Both the kinase domain and death domain of DAPK1 are required for mTORC1 activation. WT and KD-deficient CTLs were starved overnight with serum-free RPMI 1640 overnight and then stimulated with anti-CD3/CD28 (2 μg/ml of each) (a, b) or rhIL-2 (20 ng/ml) (c, d) for the indicated times. Expression of phosphorylated forms and total proteins of p70S6K, S6, AKT-T308 and -S473, NFAT, p65, Erk1/2, and p38 were determined by immunoblot analysis. PLC-γ and STAT5 activation were measured in a and c, respectively. Representative graphs are shown in a and c, and the band intensities were quantified and analyzed for statistical significance in b and d. To detect NFAT phosphorylation, cytosolic fractions were isolated using a cytosolic/nuclear fractionation kit, and NFAT phosphorylation was determined by immunoblot. WT and DD-deficient CTLs were starved with serum-free RPMI 1640 media and then stimulated with anti-CD3/CD28 (2 μg/ml of each) (e, f) or rhIL-2 (20 ng/ml) (g, h) for the indicated times. Immunoblot analysis was performed as in a–d

Together, these data demonstrate that both the kinase domain and the death domain of DAPK1 contribute to TCR- and IL-2-induced mTORC1 activation.

DAPK1 interacts with TSC2 via its death domain and mediates TSC2-S939 phosphorylation

Phosphorylation of TSC2 at serine 939 promotes its disassociation with TSC1, which activates mTOR. To investigate whether DAPK1 is involved in TSC2 phosphorylation, we first compared the phosphorylation of TSC2-S939 after TCR stimulation in KD-deficient CTLs with wild-type CTLs. While both TCR and IL-2 induced TSC2-S939 phosphorylation in WT CTLs, TSC2-S939 phosphorylation was significantly reduced in KD-deficient cells (Fig. 3a, b). In addition, we found that DD-deficient CTLs had significantly reduced phosphorylation of TSC2 at Ser939 upon either TCR or IL-2 stimulation compared with that of wild-type CTLs (Fig. 3c, d). Next, we used immunofluorescence staining to determine whether DAPK1 is colocalized with TSC2 upon TCR stimulation. TCR stimulation resulted in significantly enhanced colocalization of DAPK1 with TSC2 (Fig. 3e).
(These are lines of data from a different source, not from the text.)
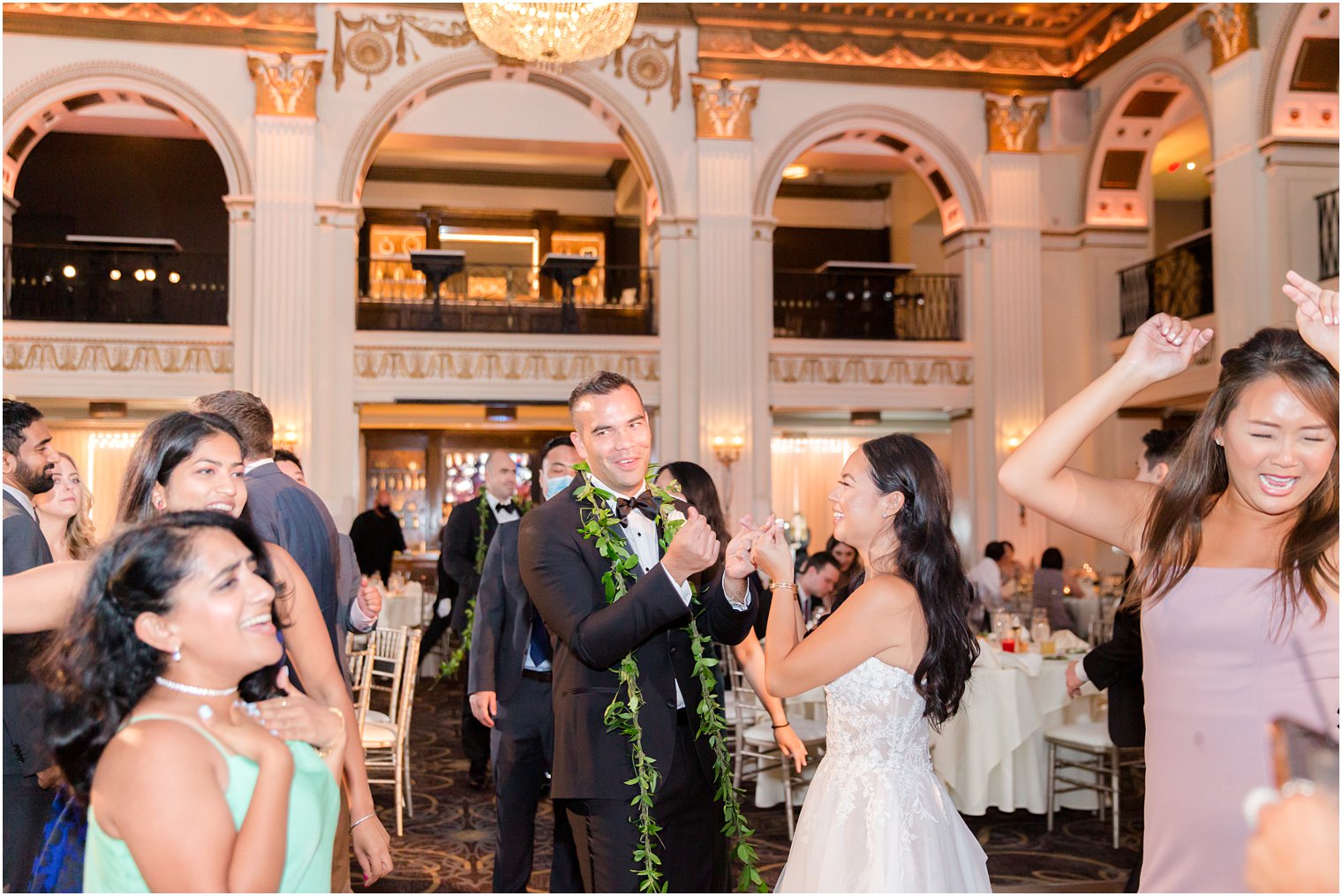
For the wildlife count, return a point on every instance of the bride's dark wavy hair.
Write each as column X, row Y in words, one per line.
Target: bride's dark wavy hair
column 98, row 669
column 928, row 555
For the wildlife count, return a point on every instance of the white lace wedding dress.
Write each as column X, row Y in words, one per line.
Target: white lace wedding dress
column 877, row 818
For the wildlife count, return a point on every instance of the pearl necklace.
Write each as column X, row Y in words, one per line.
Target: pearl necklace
column 193, row 689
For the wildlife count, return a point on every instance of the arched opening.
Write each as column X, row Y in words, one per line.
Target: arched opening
column 503, row 167
column 859, row 220
column 1149, row 169
column 120, row 214
column 549, row 226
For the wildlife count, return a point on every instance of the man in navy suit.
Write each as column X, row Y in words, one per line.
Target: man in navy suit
column 281, row 510
column 28, row 460
column 510, row 694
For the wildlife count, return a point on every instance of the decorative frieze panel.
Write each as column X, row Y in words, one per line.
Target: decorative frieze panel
column 116, row 359
column 818, row 373
column 467, row 366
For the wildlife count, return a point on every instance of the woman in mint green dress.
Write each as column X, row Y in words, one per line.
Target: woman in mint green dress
column 151, row 718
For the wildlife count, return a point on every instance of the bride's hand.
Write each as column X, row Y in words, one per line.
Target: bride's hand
column 1316, row 314
column 1164, row 346
column 772, row 555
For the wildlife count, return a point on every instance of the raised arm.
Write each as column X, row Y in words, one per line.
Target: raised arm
column 43, row 597
column 1109, row 510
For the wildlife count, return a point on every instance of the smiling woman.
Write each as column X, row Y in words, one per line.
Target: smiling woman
column 1236, row 568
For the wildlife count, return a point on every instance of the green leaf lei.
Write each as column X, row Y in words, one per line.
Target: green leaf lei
column 453, row 663
column 600, row 523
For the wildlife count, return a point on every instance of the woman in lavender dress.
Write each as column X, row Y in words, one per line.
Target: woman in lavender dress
column 1236, row 569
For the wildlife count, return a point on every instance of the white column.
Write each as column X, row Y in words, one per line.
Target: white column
column 968, row 253
column 1014, row 328
column 1243, row 283
column 242, row 279
column 671, row 251
column 733, row 350
column 761, row 255
column 283, row 365
column 332, row 454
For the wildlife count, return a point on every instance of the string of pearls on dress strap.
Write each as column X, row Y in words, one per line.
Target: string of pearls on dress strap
column 195, row 689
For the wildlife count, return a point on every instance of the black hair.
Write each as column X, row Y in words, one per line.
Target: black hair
column 928, row 557
column 1161, row 446
column 285, row 454
column 818, row 561
column 537, row 493
column 601, row 382
column 18, row 418
column 98, row 669
column 701, row 493
column 164, row 444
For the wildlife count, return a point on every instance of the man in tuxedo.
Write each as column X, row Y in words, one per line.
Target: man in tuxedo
column 28, row 462
column 470, row 524
column 377, row 536
column 358, row 606
column 1117, row 664
column 510, row 694
column 562, row 573
column 282, row 510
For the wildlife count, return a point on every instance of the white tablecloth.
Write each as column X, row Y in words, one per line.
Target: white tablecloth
column 403, row 608
column 992, row 753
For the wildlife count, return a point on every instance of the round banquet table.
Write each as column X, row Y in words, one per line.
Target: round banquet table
column 992, row 753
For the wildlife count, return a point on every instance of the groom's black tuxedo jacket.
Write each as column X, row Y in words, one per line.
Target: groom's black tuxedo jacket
column 562, row 575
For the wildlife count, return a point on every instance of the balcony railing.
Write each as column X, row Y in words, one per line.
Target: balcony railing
column 1177, row 283
column 826, row 306
column 72, row 283
column 500, row 298
column 1328, row 207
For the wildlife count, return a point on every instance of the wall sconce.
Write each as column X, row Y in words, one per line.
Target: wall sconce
column 728, row 451
column 288, row 439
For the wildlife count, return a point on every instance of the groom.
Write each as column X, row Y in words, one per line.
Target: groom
column 562, row 573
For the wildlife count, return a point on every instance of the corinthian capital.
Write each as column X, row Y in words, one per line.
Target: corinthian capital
column 1014, row 123
column 1231, row 28
column 722, row 106
column 286, row 85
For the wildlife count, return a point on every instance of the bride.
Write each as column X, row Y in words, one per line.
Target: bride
column 893, row 658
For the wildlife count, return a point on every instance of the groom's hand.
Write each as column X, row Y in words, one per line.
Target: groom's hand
column 691, row 550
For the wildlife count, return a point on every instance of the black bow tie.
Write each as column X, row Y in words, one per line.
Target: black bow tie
column 643, row 503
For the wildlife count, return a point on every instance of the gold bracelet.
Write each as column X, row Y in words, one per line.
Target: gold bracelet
column 328, row 750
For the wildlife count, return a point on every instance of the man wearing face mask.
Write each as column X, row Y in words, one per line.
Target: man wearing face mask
column 377, row 536
column 510, row 694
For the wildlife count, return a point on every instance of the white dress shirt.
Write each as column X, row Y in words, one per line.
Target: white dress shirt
column 642, row 534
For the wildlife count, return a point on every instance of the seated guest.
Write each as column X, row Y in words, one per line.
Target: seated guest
column 1050, row 583
column 986, row 578
column 187, row 792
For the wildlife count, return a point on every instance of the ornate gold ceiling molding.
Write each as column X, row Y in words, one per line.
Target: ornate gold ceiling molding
column 369, row 49
column 916, row 47
column 262, row 25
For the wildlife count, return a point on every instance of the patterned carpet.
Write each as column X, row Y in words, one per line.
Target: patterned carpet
column 449, row 846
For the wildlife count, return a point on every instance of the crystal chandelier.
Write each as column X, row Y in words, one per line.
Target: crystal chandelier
column 552, row 34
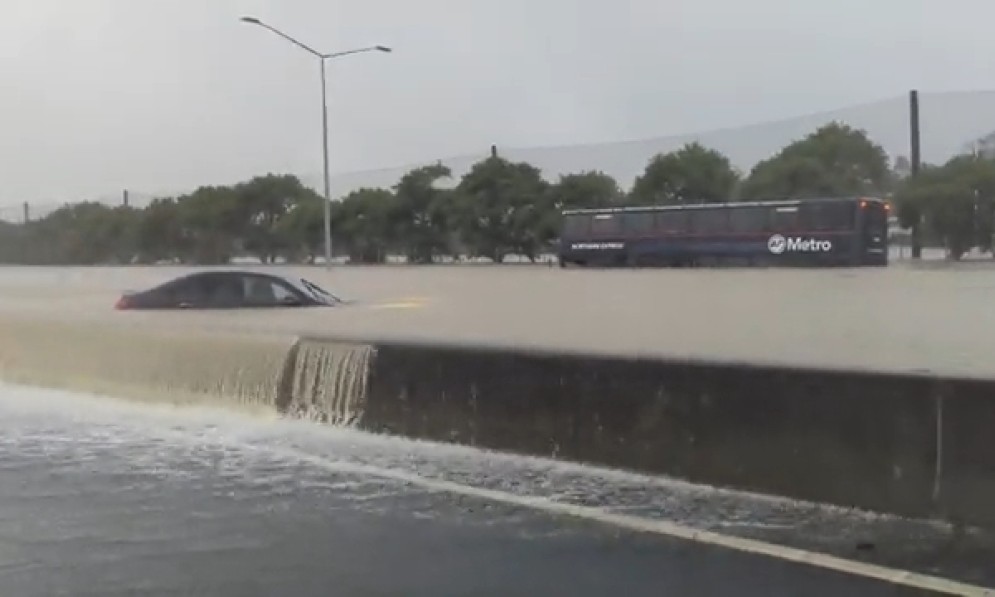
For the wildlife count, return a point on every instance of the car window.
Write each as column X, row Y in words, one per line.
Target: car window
column 185, row 290
column 223, row 290
column 266, row 291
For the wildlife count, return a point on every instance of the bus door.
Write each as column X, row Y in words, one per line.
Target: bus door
column 875, row 229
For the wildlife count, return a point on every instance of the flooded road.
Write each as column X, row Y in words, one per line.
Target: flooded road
column 898, row 318
column 104, row 497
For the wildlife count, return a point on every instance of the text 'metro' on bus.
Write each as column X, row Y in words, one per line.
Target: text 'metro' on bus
column 806, row 232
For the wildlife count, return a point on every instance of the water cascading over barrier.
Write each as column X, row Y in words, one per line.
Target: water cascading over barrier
column 915, row 445
column 177, row 366
column 325, row 381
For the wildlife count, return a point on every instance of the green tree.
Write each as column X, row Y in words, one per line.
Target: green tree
column 363, row 222
column 159, row 234
column 502, row 206
column 301, row 231
column 954, row 203
column 262, row 202
column 422, row 213
column 692, row 174
column 835, row 160
column 212, row 225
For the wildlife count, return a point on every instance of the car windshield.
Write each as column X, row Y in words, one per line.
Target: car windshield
column 315, row 291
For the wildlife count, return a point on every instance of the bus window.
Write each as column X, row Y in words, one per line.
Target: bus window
column 708, row 221
column 605, row 225
column 820, row 216
column 784, row 219
column 748, row 220
column 877, row 218
column 576, row 225
column 637, row 224
column 672, row 222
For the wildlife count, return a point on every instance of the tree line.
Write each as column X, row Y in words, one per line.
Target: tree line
column 498, row 208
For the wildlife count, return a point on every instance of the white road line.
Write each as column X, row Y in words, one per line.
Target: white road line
column 645, row 525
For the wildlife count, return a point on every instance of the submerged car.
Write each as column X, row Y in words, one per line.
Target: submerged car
column 230, row 290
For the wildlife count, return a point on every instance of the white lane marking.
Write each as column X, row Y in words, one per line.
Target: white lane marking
column 645, row 525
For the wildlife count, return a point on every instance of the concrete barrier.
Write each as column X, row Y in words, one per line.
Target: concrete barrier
column 914, row 445
column 906, row 444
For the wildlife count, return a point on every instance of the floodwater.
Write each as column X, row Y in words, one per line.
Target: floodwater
column 933, row 318
column 109, row 497
column 103, row 497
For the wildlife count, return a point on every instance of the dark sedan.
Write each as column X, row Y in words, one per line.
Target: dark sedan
column 230, row 290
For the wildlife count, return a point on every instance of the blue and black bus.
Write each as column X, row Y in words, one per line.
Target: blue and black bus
column 803, row 232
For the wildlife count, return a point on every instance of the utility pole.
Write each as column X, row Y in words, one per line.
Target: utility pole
column 915, row 158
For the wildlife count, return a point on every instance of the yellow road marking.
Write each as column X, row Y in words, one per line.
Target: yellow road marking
column 409, row 303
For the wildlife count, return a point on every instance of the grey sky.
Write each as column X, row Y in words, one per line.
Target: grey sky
column 99, row 95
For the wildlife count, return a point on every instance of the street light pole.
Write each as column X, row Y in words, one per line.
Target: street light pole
column 324, row 118
column 324, row 163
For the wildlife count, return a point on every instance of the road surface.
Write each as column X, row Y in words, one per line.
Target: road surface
column 105, row 498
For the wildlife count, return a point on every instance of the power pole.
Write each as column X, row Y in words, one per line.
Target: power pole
column 915, row 163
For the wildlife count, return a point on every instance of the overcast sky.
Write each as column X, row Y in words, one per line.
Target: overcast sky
column 155, row 95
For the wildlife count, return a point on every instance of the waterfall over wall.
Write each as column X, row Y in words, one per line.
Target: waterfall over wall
column 326, row 381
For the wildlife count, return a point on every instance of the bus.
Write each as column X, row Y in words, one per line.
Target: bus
column 844, row 232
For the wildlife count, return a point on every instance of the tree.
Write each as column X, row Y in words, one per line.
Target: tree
column 835, row 160
column 501, row 206
column 159, row 232
column 692, row 174
column 422, row 213
column 585, row 190
column 262, row 202
column 363, row 223
column 212, row 225
column 953, row 202
column 301, row 231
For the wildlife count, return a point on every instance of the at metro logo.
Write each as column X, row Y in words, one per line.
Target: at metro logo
column 809, row 245
column 778, row 244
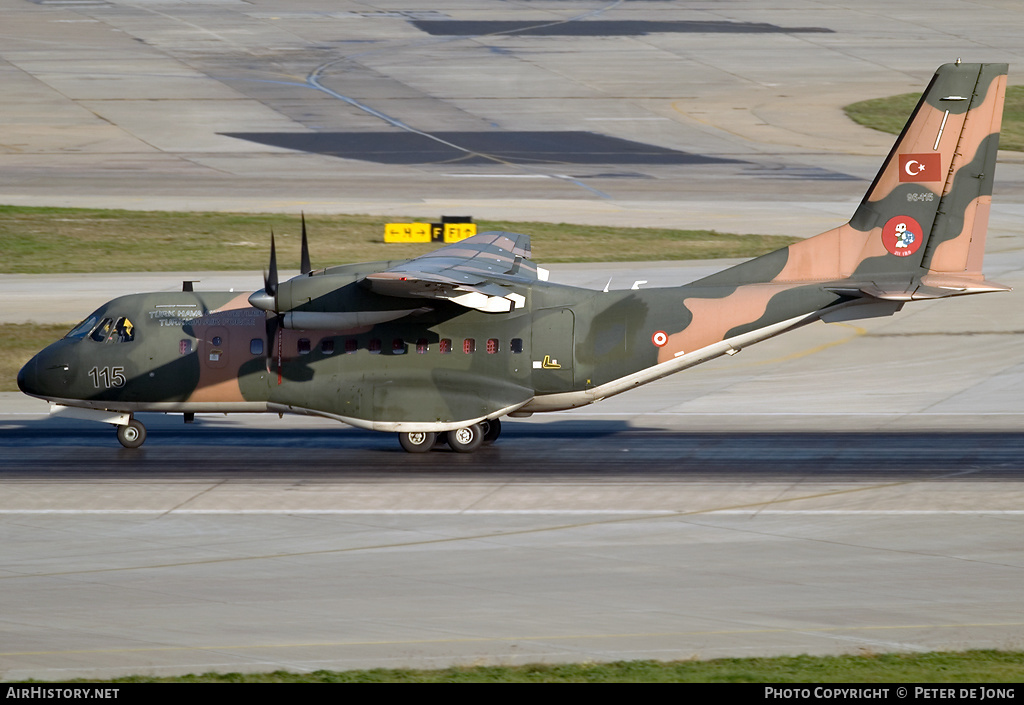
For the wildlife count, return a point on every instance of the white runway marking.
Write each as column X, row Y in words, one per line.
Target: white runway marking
column 456, row 512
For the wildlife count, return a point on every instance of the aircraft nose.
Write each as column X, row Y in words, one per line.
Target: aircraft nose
column 23, row 377
column 42, row 376
column 27, row 377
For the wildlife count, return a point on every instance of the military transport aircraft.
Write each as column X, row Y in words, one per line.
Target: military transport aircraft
column 440, row 347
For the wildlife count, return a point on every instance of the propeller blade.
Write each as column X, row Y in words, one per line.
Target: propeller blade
column 267, row 299
column 305, row 267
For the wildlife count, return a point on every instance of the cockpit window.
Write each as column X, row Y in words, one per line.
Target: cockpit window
column 111, row 330
column 82, row 329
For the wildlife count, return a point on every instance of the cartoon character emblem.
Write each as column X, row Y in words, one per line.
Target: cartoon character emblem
column 902, row 236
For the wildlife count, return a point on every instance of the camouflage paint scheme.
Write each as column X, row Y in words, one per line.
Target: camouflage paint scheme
column 919, row 234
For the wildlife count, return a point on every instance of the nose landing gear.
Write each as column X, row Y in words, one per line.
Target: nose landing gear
column 131, row 434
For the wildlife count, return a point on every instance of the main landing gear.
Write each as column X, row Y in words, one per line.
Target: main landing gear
column 132, row 434
column 465, row 440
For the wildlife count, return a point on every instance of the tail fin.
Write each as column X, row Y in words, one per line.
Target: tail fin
column 920, row 231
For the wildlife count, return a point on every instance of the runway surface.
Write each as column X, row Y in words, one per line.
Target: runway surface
column 841, row 489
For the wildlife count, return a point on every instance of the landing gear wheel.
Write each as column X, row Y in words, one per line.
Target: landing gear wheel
column 492, row 429
column 466, row 440
column 417, row 441
column 132, row 434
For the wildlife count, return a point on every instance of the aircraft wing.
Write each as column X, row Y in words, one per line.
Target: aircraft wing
column 476, row 273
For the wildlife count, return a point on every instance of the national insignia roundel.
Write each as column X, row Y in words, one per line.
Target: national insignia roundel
column 902, row 236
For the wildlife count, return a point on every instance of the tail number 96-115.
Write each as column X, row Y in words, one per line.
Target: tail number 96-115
column 105, row 377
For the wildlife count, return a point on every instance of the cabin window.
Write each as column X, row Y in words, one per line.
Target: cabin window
column 110, row 330
column 103, row 330
column 83, row 329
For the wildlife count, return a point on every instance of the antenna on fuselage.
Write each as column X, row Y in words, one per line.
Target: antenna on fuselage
column 305, row 267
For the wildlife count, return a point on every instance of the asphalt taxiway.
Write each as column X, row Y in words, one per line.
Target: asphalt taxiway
column 840, row 489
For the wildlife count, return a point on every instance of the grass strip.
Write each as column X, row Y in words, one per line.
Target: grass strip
column 936, row 667
column 85, row 240
column 18, row 342
column 889, row 115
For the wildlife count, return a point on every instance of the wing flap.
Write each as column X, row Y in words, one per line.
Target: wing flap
column 477, row 273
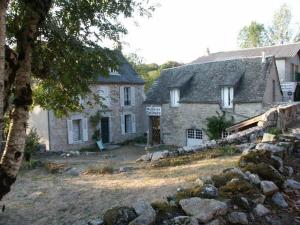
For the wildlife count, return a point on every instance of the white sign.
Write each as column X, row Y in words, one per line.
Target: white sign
column 288, row 86
column 153, row 110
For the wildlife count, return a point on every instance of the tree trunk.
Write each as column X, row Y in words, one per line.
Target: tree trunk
column 3, row 6
column 11, row 160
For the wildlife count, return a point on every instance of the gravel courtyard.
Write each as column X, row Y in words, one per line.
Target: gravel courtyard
column 41, row 198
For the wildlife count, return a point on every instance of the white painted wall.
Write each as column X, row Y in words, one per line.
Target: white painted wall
column 38, row 119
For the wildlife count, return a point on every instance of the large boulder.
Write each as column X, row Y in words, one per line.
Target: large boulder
column 268, row 187
column 183, row 220
column 290, row 183
column 119, row 216
column 238, row 218
column 261, row 210
column 203, row 209
column 279, row 200
column 146, row 214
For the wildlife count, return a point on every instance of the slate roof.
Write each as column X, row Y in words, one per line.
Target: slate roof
column 201, row 83
column 127, row 74
column 279, row 51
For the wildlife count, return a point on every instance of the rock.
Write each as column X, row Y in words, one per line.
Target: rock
column 119, row 216
column 203, row 209
column 159, row 155
column 258, row 198
column 288, row 171
column 268, row 187
column 209, row 191
column 268, row 138
column 246, row 147
column 73, row 172
column 145, row 158
column 290, row 183
column 183, row 220
column 279, row 200
column 279, row 162
column 270, row 147
column 261, row 210
column 254, row 179
column 146, row 214
column 96, row 222
column 238, row 218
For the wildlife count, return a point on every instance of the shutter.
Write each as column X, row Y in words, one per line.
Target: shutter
column 122, row 96
column 133, row 123
column 132, row 96
column 122, row 123
column 231, row 97
column 70, row 131
column 85, row 133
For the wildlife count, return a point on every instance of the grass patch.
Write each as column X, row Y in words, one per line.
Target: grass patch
column 97, row 170
column 187, row 159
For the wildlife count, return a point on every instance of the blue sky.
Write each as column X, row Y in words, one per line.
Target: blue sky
column 182, row 30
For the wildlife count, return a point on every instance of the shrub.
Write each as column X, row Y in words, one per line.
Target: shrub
column 216, row 125
column 31, row 144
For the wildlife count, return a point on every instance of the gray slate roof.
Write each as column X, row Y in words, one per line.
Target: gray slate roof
column 127, row 74
column 200, row 83
column 279, row 51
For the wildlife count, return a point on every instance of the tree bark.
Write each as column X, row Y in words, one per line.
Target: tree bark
column 11, row 160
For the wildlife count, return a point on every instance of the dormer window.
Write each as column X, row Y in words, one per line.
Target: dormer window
column 113, row 72
column 227, row 97
column 174, row 97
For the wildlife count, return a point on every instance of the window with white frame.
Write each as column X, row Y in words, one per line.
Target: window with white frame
column 127, row 96
column 227, row 95
column 77, row 129
column 128, row 125
column 174, row 97
column 104, row 95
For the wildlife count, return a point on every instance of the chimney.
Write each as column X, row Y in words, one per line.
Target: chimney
column 207, row 51
column 263, row 57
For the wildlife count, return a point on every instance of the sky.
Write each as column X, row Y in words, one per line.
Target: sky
column 183, row 30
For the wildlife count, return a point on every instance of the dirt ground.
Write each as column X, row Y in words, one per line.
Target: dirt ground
column 41, row 198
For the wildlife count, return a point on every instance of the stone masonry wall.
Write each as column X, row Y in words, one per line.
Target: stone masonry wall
column 58, row 127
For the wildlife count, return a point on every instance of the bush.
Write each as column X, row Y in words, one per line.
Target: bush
column 216, row 125
column 31, row 144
Furthermore, stimulation of TCR for 90 min led to a reduction in the amount of TSC1 that could be precipitated with antibodies against TSC2 in wild-type CTLs (Fig. 3f, lanes 3 and 4). This was significantly impaired in DAPK1-DD CTLs (Fig. 3f, lanes 5 and 6). To further substantiate this, we overexpressed Flag-tagged DAPK1 and HA-tagged TSC2 in HEK293T cells. Immunoprecipitation of Flag-DAPK1 with anti-Flag antibodies could pull down HA-tagged TSC2; conversely, immunoprecipitation of HA-TSC2 with anti-HA antibodies could pull down Flag-tagged DAPK1 (Fig. 3g, h), indicating the association of DAPK1 with TSC2.

Fig. 3.

DAPK1 interacts with TSC2 in CTLs via its death domain. WT and DAPK1-KD-deficient CTLs were starved overnight with serum-free RPMI 1640 and then stimulated with 2 μg/ml anti-CD3/CD28 (a) or 20 ng/ml rhIL-2 (b) for the indicated times. WT and DAPK1-DD-deficient CTLs were starved overnight with serum-free RPMI 1640 and then stimulated with 2 μg/ml anti-CD3/CD28 (c) or 20 ng/ml rhIL-2 (d) for the indicated times. Phosphorylation of TSC2-Ser939, TSC2, and β-actin was determined by immunoblot analysis (a–d). The band intensities were quantified and analyzed for statistical significance. e WT CTLs were starved overnight with serum-free RPMI 1640 and then stimulated with or without plate-bound anti-CD3/CD28 (2 μg/ml of each) for 60 min. Representative immunofluorescence images of DAPK1 and TSC2 (n = 3 independent experiments with similar results). The percentages of colocalization areas of DAPK1 and TSC2 were quantified and analyzed for statistical significance (20 cells per group). f WT and DAPK1-DD-deficient CTLs were starved overnight with serum-free RPMI 1640. After that, cells were unstimulated or stimulated with anti-CD3/CD28 (2 μg/ml of each) for 90 min. Cell lysates were precipitated with anti-TSC2 antibodies, and immune complexes were analyzed with antibodies against TSC1 and TSC2. g, h HEK293T cells were cotransfected with plasmids of Flag-DAPK1 and HA-TSC2. Cells were cultured for another 36 h after transfection. Cell lysates were harvested and precipitated with anti-Flag (g) or anti-HA (h) antibodies. The immune complexes were separated by 10% SDS-PAGE, followed by immunoblot analysis with anti-Flag or anti-HA antibodies. The data shown are representative of three independent experiments. Statistical significance was measured by the unpaired Student’s t test (a–e). Error bars represent the mean ± SD

Together, these data suggest that DAPK1 and its death domain are required for optimal IL-2- and TCR-driven TSC2-S939 phosphorylation.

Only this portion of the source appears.